I'm looking to monkey-patch require() to replace its file loading with my own function. I imagine that internally require(module_id) does something like:
Convert module_id into a file path
Load the file path as a string
Compile the string into a module object and set up the various globals correctly
I'm looking to replace step 2 without reimplementing steps 1 + 3. Looking at the public API, there's require() which does 1 - 3, and require.resolve() which does 1. Is there a way to isolate step 2 from step 3?
I've looked at the source of require mocking tools such as mockery -- all they seem to be doing is replacing require() with a function that intercepts certain calls and returns a user-supplied object, and passes on other calls to the native require() function.
For context, I'm trying to write a function require_at_commit(module_id, git_commit_id), which loads a module and any of that module's requires as they were at the given commit.
I want this function because I want to be able to write certain functions that a) rely on various parts of my codebase, and b) are guaranteed to not change as I evolve my codebase. I want to "freeze" my code at various points in time, so thought this might be an easy way of avoiding having to package 20 copies of my codebase (an alternative would be to have "my_code_v1": "git://..." in my package.json, but I feel like that would be bloated and slow with 20 versions).
Update:
So the source code for module loading is here: https://github.com/joyent/node/blob/master/lib/module.js. Specifically, to do something like this you would need to reimplement Module._load, which is pretty straightforward. However, there's a bigger obstacle, which is that step 1, converting module_id into a file path, is actually harder than I thought, because resolveFilename needs to be able to call fs.exists() to know where to terminate its search... so I can't just substitute out individual files, I have to substitute entire directories, which means that it's probably easier just to export the entire git revision to a directory and point require() at that directory, as opposed to overriding require().
Update 2:
Ended up using a different approach altogether... see answer I added below

You can use the require.extensions mechanism. This is how the coffee-script coffee command can load .coffee files without ever writing .js files to disk.
Here's how it works:
https://github.com/jashkenas/coffee-script/blob/1.6.2/lib/coffee-script/coffee-script.js#L20
loadFile = function(module, filename) {
var raw, stripped;
raw = fs.readFileSync(filename, 'utf8');
stripped = raw.charCodeAt(0) === 0xFEFF ? raw.substring(1) : raw;
return module._compile(compile(stripped, {
filename: filename,
literate: helpers.isLiterate(filename)
}), filename);
};
if (require.extensions) {
_ref = ['.coffee', '.litcoffee', '.md', '.coffee.md'];
for (_i = 0, _len = _ref.length; _i < _len; _i++) {
ext = _ref[_i];
require.extensions[ext] = loadFile;
}
}
Basically, assuming your modules have a set of well-known extensions, you should be able to use this pattern of a function that takes the module and filename, does whatever loading/transforming you need, and then returns an object that is the module.
This may or may not be sufficient to do what you are asking, but honestly from your question it sounds like you are off in the weeds somewhere far from the rest of the programming world (don't take that harshly, it's just my initial reaction).

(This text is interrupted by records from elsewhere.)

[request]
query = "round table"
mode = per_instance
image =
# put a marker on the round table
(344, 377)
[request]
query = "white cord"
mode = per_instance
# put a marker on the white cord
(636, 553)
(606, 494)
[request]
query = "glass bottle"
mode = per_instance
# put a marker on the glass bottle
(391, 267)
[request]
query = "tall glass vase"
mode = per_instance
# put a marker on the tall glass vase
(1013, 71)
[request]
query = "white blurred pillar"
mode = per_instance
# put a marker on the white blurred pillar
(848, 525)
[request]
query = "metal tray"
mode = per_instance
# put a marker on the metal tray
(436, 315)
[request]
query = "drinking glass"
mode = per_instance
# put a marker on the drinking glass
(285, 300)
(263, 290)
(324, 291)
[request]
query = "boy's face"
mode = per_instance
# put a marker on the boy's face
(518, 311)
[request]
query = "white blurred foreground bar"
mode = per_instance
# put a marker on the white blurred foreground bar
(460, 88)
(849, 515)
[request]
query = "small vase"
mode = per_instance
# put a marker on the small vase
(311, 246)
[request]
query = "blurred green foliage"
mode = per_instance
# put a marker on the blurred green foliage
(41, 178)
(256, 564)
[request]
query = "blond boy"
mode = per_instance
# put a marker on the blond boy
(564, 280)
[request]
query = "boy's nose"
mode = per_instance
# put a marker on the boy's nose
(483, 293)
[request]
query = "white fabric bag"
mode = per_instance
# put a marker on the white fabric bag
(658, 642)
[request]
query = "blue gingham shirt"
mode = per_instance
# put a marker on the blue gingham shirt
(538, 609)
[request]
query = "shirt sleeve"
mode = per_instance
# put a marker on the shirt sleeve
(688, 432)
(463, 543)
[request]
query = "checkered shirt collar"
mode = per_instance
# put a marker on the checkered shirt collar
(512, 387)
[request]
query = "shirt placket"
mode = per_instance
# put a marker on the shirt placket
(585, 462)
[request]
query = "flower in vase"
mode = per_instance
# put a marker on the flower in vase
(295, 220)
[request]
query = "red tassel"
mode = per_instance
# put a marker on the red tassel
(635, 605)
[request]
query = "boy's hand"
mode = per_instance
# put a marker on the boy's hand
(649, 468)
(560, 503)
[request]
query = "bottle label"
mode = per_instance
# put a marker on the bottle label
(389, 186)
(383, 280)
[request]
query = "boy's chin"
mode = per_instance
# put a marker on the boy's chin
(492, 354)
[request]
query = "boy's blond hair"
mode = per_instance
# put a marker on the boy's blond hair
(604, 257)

So rather than mess with the node require() module, what I ended up doing is archiving the given commit I need to a folder. My code looks something like this:
# commit_id is the commit we want
# (note that if we don't need the whole repository,
# we can pass "commit_id path_to_folder_we_need")
#
# path is the path to the file you want to require starting from the repository root
# (ie 'lib/module.coffee')
#
# cb is called with (err, loaded_module)
#
require_at_commit = (commit_id, path, cb) ->
dir = 'old_versions' #make sure this is in .gitignore!
dir += '/' + commit_id
do_require = -> cb null, require dir + '/' + path
if not fs.existsSync(dir)
fs.mkdirSync(dir)
cmd = 'git archive ' + commit_id + ' | tar -x -C ' + dir
child_process.exec cmd, (error) ->
if error
cb error
else
do_require()
else
do_require()

Related

get location of script requiring current script

I need to do some file operations with paths relative to the script that required the current one.
Say we have the following in ~/somewhere/file2.js
const y = require('~/file1.js');
And in ~/file1.js we have:
const x = require('./other/script.js'); //relative to ~/file1.js
And we invoke it like this:
cd ~/somedir
node ~/somewhere/file2.js
then within ~/other/script.js we can do this:
console.log(__dirname); // -> ~/other
console.log(__filename); // -> ~/other/script.js
console.log(process.cwd()); // -> ~/somedir
console.log(process.argv[0]); // -> path/to/node
console.log(path.resolve('.')); // -> ~/somedir
console.log(process.argv[1]); // -> ~/somewhere/file2.js
None of these are the path I need.
How, from ~other/script.js, can I determine the location of the script that required us - i.e ~/file1.js
To put it another way.
~/somewhere/file2.js requires ~/file1.js
and
~/file1.js requires ~/other/script.js
from within ~/other/script.js I need to do file operations relative to ~/somewhere/file1.js - how can I get it's location?
I actually only need the directory in which file1.js sits, so filename or directory will work for me.
You can use module.parent.filename inside of other/script.js, or you can pass the __dirname as a parameter to your module like require('other/script.js')(__dirname) (given your module exports a function)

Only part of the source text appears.